Security operations teams are at breaking point. Analysts are drowning in alerts, detection engineers are stuck in an endless cycle of tuning rules, and proactive threat hunting has become a luxury rather than a priority. Meanwhile, cyber attacks are evolving, growing faster, smarter, and more sophisticated.

To keep up, teams need to rethink how they operate. The solution isn’t to add headcount—it’s to work smarter. Today, generative AI helps security teams with simple tasks like summarizing incident reports. Agentic AI— AI that thinks, acts, and learns autonomously—is already handling security incidents end-to-end. (For an in-depth discussion of generative vs. agentic AI, check out our blog on the subject.)

But now the next evolution of agentic AI is emerging: a system of orchestrated AI agents that work together to solve problems and take action faster and more consistently.

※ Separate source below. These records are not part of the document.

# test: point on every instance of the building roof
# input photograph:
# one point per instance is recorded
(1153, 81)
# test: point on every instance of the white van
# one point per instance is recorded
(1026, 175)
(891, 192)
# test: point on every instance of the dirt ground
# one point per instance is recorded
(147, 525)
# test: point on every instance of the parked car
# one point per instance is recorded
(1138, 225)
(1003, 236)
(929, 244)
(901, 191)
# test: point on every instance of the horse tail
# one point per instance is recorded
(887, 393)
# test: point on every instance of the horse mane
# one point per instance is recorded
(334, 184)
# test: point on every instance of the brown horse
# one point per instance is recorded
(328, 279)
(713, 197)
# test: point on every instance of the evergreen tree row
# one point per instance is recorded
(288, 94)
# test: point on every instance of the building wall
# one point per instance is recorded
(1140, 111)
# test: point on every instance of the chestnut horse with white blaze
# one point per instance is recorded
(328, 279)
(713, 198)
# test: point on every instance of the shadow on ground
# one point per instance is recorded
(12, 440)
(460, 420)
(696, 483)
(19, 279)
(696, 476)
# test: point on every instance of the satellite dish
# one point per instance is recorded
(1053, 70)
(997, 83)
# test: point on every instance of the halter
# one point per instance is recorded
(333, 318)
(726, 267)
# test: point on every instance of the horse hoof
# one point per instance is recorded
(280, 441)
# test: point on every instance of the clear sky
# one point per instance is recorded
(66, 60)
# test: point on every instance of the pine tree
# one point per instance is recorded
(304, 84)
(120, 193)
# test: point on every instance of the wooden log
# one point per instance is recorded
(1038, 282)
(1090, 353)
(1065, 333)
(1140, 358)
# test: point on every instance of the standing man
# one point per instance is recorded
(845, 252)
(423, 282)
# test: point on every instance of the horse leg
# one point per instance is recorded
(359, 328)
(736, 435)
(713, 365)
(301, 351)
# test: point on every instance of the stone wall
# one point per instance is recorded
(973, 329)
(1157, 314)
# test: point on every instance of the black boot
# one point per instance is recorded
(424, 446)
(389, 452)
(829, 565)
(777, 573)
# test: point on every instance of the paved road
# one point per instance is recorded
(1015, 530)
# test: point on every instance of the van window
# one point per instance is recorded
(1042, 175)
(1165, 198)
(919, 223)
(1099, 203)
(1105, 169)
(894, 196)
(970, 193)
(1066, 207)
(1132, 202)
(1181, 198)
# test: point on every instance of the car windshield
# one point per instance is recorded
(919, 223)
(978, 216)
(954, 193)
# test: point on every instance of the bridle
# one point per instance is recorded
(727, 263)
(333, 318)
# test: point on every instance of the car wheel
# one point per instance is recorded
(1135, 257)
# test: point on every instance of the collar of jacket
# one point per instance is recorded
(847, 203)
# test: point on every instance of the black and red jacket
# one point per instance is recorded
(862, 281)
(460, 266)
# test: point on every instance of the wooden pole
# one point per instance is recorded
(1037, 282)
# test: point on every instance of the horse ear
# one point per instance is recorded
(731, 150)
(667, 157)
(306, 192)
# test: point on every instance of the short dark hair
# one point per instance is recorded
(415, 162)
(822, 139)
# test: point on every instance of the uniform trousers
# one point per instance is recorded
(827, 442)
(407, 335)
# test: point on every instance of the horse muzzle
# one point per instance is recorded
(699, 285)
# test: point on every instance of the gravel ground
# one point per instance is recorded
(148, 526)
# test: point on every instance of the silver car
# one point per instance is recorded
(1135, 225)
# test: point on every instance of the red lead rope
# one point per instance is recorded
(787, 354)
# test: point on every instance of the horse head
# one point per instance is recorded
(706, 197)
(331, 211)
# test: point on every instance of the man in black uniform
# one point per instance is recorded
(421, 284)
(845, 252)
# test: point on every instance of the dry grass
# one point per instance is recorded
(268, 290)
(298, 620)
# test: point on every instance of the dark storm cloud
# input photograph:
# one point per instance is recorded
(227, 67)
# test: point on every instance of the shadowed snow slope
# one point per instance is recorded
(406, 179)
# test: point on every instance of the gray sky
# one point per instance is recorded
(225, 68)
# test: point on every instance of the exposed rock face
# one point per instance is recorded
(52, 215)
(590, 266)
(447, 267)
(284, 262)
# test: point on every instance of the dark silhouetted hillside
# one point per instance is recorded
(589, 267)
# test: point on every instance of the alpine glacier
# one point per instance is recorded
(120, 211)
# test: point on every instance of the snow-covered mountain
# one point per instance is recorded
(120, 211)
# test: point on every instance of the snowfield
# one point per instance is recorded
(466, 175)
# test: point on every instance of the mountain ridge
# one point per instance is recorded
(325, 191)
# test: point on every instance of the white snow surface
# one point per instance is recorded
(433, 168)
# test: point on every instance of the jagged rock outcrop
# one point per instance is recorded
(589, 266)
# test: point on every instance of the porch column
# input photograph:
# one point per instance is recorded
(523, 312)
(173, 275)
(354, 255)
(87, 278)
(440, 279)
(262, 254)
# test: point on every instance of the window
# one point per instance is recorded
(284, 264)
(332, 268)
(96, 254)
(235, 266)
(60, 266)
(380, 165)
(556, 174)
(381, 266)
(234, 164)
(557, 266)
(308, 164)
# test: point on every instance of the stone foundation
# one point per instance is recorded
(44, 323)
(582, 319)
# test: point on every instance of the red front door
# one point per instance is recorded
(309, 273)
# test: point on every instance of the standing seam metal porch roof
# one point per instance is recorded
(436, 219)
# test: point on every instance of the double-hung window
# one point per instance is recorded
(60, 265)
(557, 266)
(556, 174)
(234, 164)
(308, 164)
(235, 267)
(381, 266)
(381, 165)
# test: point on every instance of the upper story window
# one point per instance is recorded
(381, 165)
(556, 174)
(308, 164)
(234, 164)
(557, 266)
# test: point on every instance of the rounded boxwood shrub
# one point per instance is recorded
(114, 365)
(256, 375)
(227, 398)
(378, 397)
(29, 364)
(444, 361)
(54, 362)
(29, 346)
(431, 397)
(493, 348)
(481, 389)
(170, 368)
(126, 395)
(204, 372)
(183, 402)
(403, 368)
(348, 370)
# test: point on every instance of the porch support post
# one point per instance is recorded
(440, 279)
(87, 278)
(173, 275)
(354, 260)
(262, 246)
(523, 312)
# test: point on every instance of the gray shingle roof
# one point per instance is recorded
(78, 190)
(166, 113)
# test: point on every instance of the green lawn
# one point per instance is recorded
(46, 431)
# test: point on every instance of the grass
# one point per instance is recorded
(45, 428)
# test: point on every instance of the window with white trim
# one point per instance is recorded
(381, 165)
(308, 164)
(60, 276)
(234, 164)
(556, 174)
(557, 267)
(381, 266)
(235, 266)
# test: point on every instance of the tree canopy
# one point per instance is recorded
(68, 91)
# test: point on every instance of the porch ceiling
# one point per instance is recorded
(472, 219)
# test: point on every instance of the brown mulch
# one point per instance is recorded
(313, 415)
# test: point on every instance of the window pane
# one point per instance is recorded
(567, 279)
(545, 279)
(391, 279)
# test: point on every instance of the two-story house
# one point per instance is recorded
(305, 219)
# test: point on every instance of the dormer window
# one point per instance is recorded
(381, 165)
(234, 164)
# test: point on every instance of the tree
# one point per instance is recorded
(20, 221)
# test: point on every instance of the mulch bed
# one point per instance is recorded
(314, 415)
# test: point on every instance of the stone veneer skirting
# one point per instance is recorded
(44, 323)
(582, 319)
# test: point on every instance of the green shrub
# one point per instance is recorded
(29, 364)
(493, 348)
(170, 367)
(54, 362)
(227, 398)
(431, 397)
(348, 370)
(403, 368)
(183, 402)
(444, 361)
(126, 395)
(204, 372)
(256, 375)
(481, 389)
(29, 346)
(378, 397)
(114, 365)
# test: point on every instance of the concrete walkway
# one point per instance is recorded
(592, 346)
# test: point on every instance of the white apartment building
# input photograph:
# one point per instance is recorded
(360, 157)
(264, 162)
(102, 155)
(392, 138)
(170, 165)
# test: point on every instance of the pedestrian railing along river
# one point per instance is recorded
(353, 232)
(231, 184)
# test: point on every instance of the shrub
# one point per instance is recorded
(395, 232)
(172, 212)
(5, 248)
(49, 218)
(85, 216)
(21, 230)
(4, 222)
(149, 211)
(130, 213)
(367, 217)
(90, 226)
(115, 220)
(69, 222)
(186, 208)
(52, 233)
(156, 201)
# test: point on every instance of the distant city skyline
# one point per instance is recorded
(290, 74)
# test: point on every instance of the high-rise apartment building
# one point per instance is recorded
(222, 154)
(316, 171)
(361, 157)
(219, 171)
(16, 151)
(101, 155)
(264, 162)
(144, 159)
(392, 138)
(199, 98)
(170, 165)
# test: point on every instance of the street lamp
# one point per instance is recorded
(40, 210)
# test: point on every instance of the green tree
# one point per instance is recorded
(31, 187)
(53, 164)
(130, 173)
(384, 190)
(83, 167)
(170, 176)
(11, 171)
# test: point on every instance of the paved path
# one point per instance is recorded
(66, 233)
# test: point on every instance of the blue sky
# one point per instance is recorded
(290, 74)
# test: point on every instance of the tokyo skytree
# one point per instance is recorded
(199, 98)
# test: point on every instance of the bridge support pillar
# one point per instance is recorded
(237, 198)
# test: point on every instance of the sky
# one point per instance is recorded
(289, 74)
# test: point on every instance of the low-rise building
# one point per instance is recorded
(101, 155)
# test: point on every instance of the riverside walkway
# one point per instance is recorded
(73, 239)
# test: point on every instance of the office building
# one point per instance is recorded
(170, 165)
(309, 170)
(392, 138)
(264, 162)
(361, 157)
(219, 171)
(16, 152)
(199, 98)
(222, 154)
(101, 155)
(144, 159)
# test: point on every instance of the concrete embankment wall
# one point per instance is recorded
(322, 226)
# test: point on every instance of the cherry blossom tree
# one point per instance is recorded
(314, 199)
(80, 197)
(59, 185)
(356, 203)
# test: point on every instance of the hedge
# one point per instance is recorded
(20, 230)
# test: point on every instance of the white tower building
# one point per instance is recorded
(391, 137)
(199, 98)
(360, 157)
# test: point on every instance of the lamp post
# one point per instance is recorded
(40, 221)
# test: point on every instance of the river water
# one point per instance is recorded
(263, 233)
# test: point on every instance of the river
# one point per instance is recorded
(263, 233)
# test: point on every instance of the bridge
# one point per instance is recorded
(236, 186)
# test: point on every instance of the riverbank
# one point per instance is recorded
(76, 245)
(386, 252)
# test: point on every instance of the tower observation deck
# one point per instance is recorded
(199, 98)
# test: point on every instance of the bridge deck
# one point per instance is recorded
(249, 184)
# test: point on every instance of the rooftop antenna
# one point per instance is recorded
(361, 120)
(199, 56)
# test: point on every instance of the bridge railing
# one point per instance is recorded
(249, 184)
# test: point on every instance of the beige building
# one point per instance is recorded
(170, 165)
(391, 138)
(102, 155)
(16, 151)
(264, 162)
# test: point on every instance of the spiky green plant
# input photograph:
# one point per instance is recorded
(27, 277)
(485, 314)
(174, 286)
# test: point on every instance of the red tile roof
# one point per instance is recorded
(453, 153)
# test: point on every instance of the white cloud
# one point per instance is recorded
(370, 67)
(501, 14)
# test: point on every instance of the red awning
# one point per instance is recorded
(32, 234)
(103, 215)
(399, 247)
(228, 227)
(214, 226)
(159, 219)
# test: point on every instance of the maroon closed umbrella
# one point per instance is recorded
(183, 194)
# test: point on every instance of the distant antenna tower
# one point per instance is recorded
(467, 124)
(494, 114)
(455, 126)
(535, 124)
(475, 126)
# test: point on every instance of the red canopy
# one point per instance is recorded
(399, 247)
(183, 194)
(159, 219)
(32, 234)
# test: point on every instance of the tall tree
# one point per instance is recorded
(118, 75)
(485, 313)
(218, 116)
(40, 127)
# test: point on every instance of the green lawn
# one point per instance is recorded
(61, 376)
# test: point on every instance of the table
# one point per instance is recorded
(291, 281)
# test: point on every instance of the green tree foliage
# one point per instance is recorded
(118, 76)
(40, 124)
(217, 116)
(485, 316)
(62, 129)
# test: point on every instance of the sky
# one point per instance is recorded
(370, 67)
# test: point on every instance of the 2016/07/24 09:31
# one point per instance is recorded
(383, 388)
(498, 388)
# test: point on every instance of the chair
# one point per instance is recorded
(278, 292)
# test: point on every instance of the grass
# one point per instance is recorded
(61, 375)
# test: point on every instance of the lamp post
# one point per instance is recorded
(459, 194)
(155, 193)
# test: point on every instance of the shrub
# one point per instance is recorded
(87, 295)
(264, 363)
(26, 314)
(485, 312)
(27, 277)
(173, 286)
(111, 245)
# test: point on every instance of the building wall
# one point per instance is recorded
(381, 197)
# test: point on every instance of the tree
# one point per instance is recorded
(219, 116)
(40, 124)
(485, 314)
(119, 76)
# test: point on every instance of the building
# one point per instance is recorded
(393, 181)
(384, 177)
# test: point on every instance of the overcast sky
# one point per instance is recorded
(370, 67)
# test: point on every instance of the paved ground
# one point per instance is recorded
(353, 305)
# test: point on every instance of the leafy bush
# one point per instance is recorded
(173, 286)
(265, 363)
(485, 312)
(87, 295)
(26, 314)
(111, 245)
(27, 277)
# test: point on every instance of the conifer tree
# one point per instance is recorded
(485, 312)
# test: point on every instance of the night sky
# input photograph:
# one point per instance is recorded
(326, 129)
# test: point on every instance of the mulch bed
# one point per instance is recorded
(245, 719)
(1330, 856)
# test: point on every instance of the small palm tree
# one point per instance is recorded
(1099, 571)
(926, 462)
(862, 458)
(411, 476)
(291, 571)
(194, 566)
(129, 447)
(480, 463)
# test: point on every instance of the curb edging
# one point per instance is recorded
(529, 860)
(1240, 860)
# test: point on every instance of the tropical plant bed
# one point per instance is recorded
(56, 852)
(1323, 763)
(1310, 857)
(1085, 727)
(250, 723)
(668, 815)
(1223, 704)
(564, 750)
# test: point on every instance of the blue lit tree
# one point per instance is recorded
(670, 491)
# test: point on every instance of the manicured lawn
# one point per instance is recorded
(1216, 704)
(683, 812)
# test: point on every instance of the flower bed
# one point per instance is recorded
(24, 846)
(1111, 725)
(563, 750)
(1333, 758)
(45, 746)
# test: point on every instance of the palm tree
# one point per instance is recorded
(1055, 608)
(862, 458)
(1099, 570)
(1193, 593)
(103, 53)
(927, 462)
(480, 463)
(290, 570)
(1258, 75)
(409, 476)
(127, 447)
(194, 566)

In this blog, we’ll explore:

  • What multi-agent systems are and how they build on the foundation of agentic AI.
  • How multi-agent systems could transform security operations, with concrete examples of their potential in threat detection and response.
  • What’s next for AI in cybersecurity, including addressing common concerns such as workforce impact.



Multi-Agent Systems: The Next Big Thing in AI for Security Operations

The next iteration of agentic AI is multi-agent systems, sometimes referred to as “super agents.” Think of it like a team within your organization, made up of individuals hired to do specific jobs and a single manager who oversees strategy and delegates tasks to the individuals.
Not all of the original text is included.